3 Ottobre 1999 h. 22:00 Domenica
Nella mia stanza c’è una foto in bianco e nero di Madonna: lei ha un vestito da sera, corto. Il suo viso è spaventato, ribelle, intontito. Le sue mani cercano di farsi spazio per fuggire. Rispecchia esattamente il mio stato d’animo in questo periodo. Oggi è stata una mattinata allucinante e se non uscivo nel pomeriggio con Sara impazzivo! Ormai ne sono straconvinta: in casa non riesco più a stare. Oggi ho scoperto diverse cose sulla mia famiglia non così felici, vecchi dissapori, litigi …..in più , mio padre non mi parla e se lo fa mi tratta male perché non gli piacciono o meglio, non conosce, le persone con cui esco e non gli piaccio io. Mio fratello non mi sopporta, mia madre purtroppo è sempre in lite con mio padre …. sarebbe troppo lungo spiegarti tutto …. ti basti sapere che si sono sposati quando mio padre aveva 19 anni e ½ e mia madre 23, perché lei è rimasta incinta di me. Anche se con tutto l’amore del mondo e anche se hanno deciso con tanto senso di responsabilità, di tenermi, erano troppo giovani secondo me per avere una figlia. In più , non navighiamo nell’oro e naturalmente questo complica tutto ma io …. NON HO VOGLIA DI PENSARE A TUTTE QUESTE COSE , HO SOLO 18 ANNI!
Quando litigano però, non riesco a non ascoltare e accumulo, somatizzo, mi metto sempre nei loro panni , è più forte di me. Devo capire che io non posso fare niente per loro se non il mio dovere a scuola …..

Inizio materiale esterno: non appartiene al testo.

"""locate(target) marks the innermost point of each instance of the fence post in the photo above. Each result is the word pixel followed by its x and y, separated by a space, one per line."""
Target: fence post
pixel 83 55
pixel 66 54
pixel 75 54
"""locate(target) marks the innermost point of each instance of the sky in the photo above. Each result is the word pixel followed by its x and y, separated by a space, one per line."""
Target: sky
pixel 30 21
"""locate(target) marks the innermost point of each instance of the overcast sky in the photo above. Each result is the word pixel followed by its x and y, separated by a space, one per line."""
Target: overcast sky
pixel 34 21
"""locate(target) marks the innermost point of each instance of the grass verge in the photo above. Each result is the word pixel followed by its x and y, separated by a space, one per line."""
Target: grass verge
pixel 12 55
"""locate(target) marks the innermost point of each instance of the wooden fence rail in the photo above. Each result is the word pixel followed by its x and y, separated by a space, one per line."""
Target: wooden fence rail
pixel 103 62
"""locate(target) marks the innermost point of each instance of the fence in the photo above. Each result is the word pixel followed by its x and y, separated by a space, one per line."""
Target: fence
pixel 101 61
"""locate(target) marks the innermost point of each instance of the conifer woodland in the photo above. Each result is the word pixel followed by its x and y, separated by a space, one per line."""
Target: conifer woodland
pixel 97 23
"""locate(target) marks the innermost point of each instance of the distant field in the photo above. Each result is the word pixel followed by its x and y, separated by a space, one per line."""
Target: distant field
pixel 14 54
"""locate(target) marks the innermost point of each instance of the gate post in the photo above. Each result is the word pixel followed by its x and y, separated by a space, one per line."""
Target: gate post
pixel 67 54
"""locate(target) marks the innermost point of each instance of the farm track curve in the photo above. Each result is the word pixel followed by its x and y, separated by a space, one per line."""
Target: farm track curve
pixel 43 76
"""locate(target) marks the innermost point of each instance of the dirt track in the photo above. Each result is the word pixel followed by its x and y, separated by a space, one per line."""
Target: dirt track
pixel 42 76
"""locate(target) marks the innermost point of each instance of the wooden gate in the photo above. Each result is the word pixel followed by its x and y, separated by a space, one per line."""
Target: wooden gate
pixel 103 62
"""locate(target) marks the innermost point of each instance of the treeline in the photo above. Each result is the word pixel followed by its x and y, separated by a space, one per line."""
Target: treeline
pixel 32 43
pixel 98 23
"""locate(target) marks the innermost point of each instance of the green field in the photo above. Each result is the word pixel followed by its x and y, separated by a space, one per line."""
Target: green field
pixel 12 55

Devo resistere ancora un po’, appena finisco la scuola voglio andarmene sul serio, non smetterò più di dirlo, di pensarlo, finché non l’avrò fatto.

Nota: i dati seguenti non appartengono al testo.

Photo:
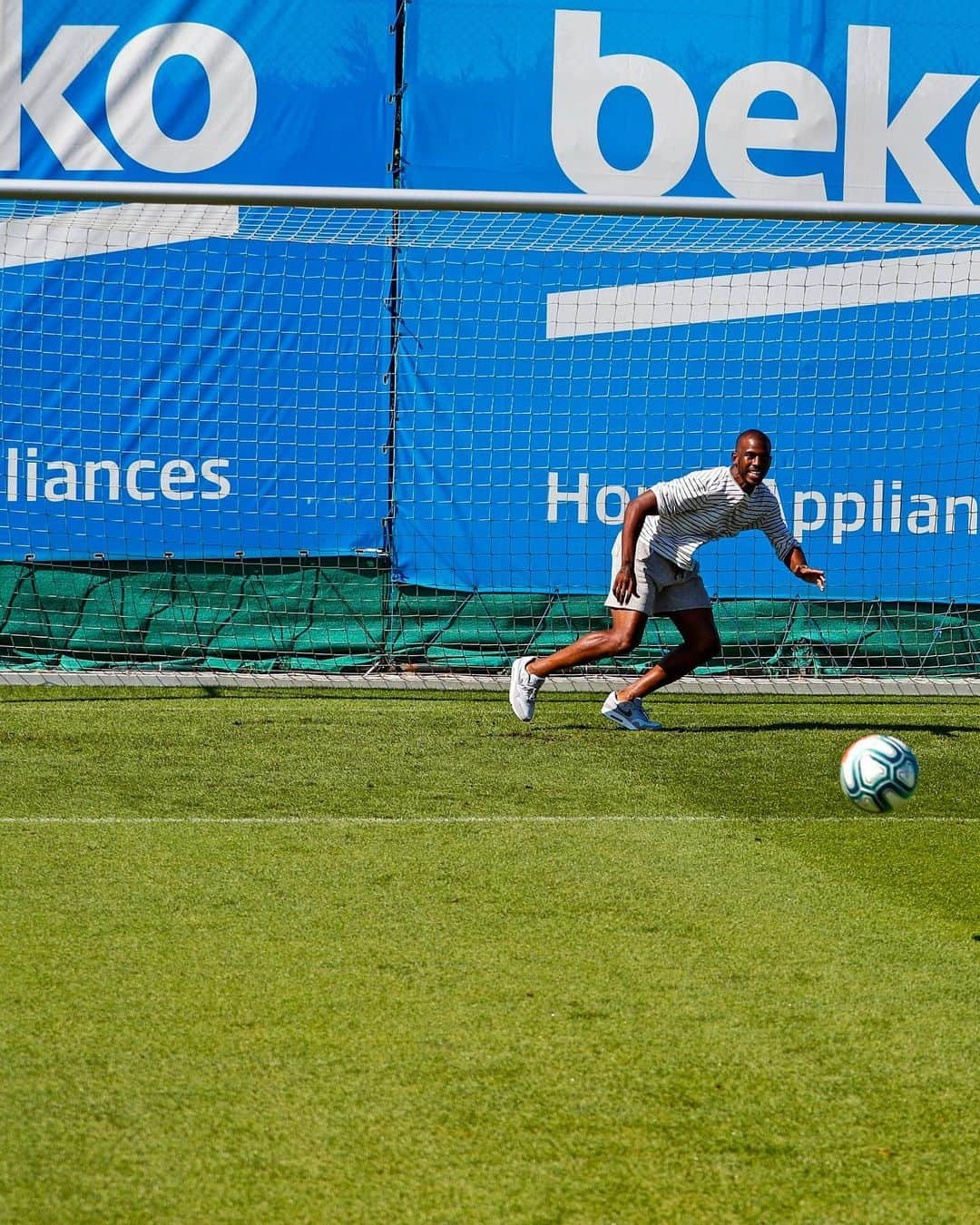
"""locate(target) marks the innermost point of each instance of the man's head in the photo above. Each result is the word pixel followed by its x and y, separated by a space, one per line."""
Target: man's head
pixel 751 458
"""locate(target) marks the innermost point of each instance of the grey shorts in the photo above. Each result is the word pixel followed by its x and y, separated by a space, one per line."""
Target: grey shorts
pixel 661 585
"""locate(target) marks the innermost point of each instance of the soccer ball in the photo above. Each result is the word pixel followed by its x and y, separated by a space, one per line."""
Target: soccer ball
pixel 878 773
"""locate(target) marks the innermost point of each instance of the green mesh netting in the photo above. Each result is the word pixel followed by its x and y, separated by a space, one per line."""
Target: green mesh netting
pixel 335 615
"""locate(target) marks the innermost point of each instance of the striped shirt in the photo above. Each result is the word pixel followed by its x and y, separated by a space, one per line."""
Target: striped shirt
pixel 710 505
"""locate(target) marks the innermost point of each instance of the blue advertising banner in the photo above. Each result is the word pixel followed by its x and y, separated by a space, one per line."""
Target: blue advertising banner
pixel 541 391
pixel 198 398
pixel 746 98
pixel 222 91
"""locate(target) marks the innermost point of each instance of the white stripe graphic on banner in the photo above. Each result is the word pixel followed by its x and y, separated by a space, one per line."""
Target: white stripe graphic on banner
pixel 755 294
pixel 112 228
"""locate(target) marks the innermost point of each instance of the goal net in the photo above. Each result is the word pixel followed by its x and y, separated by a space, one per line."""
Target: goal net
pixel 346 444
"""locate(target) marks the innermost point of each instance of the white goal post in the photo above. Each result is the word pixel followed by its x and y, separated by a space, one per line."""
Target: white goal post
pixel 385 437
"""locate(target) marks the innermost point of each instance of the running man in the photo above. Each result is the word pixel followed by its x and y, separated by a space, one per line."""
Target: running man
pixel 654 573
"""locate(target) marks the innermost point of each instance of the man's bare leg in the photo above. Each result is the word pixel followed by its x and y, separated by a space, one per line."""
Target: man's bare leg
pixel 700 643
pixel 623 634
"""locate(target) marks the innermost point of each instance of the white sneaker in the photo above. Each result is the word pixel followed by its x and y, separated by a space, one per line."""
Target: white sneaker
pixel 630 714
pixel 524 689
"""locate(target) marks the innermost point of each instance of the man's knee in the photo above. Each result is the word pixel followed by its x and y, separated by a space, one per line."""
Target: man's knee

Devo resistere ancora un po’, appena finisco la scuola voglio andarmene sul serio, non smetterò più di dirlo, di pensarlo, finché non l’avrò fatto.
“Ci sono giorni in cui la vita è piena di perché …”, la rabbia, la paura e la delusione che ho dentro sono talmente grandi e forti che mi scacciano a terra, mi distruggono. Vorrei volare via, è tutto sfasciato, distrutto, finito. Che schifo, vero? Sarà che ho 18 anni ma, ho una paura del futuro veramente impressionante.

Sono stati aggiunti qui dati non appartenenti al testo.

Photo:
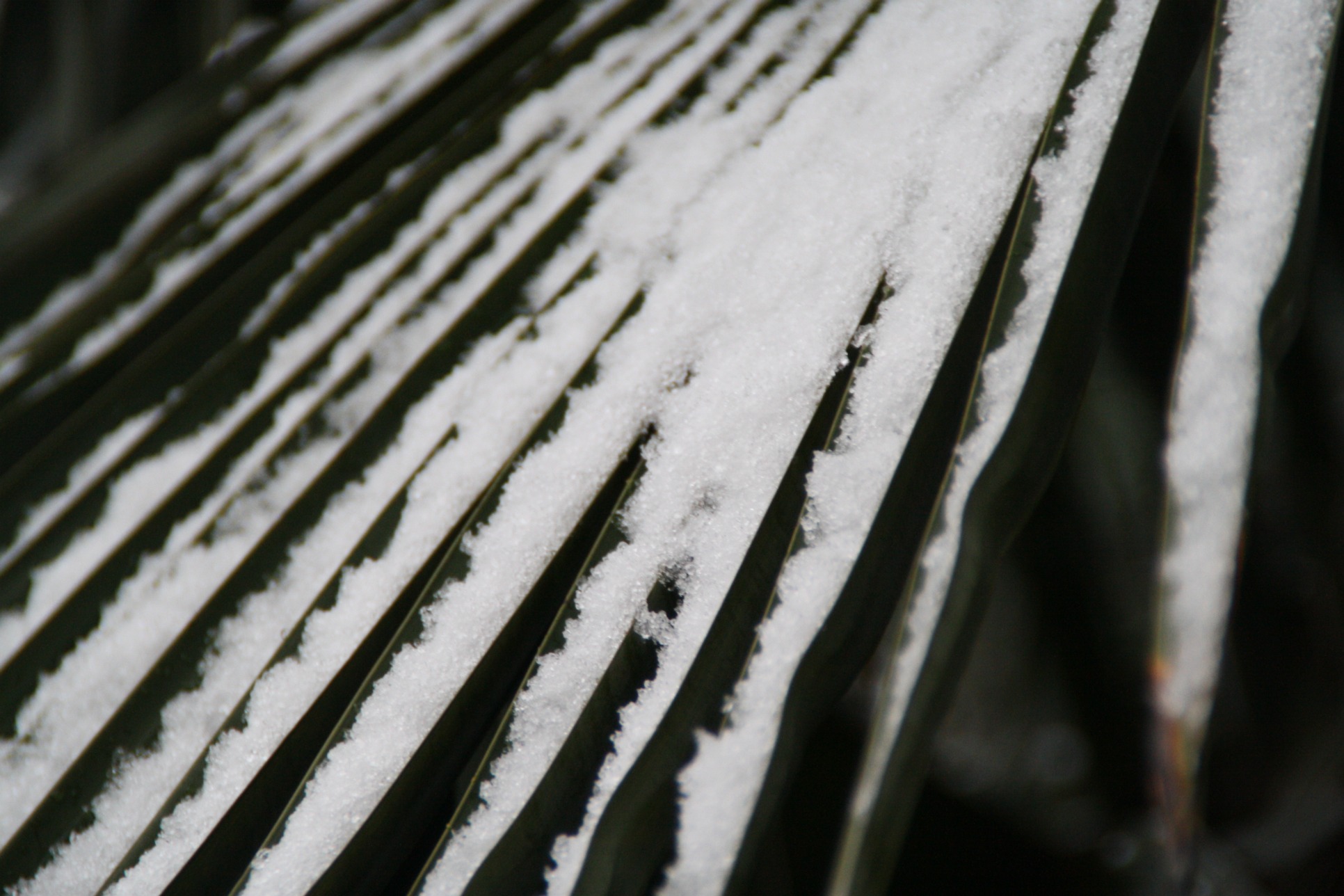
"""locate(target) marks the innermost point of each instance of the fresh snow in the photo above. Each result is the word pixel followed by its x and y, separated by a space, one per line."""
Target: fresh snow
pixel 721 785
pixel 1270 76
pixel 754 225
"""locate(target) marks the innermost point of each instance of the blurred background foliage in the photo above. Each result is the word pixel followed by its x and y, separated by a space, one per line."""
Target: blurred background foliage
pixel 1039 778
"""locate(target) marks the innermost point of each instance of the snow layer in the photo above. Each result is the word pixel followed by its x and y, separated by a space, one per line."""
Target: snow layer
pixel 721 783
pixel 1270 76
pixel 271 157
pixel 141 785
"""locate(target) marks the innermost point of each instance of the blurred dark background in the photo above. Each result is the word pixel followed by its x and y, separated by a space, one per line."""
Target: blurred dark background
pixel 73 69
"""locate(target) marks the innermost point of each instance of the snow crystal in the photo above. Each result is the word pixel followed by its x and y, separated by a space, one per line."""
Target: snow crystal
pixel 1270 77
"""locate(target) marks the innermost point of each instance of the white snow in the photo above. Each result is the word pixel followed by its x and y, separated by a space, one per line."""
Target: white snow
pixel 1272 72
pixel 721 783
pixel 755 225
pixel 125 629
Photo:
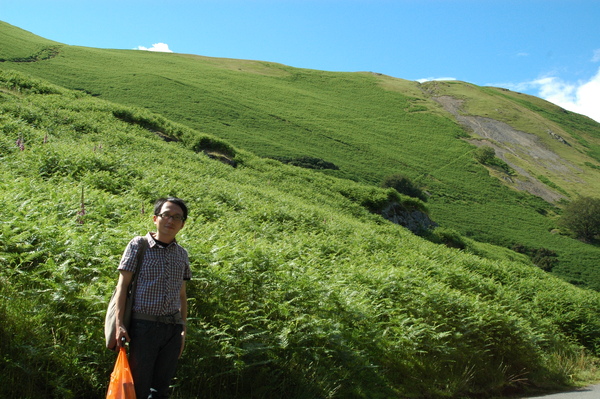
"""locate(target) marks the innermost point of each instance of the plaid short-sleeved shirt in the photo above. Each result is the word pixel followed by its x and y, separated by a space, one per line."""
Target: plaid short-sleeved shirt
pixel 160 277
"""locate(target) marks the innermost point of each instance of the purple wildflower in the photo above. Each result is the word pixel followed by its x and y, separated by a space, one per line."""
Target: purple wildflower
pixel 81 212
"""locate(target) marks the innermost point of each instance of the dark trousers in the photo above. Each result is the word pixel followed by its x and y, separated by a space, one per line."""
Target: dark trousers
pixel 153 353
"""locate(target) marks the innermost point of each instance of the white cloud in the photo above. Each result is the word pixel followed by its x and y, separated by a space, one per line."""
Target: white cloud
pixel 431 79
pixel 160 47
pixel 582 97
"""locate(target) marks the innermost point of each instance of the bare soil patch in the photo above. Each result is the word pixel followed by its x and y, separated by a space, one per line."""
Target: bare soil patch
pixel 511 144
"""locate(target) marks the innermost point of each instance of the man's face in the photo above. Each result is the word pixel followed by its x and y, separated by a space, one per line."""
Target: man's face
pixel 167 223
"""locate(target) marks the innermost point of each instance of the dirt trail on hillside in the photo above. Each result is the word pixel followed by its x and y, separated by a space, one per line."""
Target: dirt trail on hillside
pixel 510 144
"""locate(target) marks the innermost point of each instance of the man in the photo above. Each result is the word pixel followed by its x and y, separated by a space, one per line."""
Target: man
pixel 156 335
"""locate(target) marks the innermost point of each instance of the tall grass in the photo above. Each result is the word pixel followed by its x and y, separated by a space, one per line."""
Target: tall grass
pixel 369 126
pixel 298 290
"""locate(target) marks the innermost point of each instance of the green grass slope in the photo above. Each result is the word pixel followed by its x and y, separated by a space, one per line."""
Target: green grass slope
pixel 298 291
pixel 368 125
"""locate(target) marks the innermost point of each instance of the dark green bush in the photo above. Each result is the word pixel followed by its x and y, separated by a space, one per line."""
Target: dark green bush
pixel 582 217
pixel 404 185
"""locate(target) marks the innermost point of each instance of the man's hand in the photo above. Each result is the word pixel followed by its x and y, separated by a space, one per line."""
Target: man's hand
pixel 122 333
pixel 182 341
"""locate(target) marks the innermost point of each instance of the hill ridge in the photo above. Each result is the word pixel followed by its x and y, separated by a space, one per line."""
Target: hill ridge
pixel 370 126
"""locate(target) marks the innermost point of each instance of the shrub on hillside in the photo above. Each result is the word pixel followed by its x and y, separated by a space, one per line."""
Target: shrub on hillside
pixel 543 258
pixel 582 218
pixel 308 162
pixel 404 185
pixel 487 156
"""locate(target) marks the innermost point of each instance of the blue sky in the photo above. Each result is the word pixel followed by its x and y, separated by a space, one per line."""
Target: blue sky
pixel 548 48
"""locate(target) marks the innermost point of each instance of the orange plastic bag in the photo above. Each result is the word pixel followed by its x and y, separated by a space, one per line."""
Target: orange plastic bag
pixel 121 381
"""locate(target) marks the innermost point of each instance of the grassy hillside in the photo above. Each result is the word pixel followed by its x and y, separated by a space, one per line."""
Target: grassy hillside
pixel 298 290
pixel 369 126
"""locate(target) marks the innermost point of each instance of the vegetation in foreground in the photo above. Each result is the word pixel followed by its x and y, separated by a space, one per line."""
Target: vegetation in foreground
pixel 363 127
pixel 299 291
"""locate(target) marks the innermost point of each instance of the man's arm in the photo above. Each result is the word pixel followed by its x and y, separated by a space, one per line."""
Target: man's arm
pixel 122 285
pixel 183 310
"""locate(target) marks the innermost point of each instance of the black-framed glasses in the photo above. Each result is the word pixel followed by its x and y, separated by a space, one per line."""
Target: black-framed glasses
pixel 177 218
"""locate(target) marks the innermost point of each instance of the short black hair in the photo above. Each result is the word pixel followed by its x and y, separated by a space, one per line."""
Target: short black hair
pixel 177 201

Oggi Claudio, un mio amico, mi ha detto di sfogarmi tutte le volte che ne sento il bisogno, di piangere, di scrivere, di parlare. Mi ha aiutato tanto, gli voglio bene..anche se poi mi sono rifiugiata nell'unica cosa che riesco a fare a in questo periodo, vomitare e stare male, stare male e vomitare. MI odio per questo!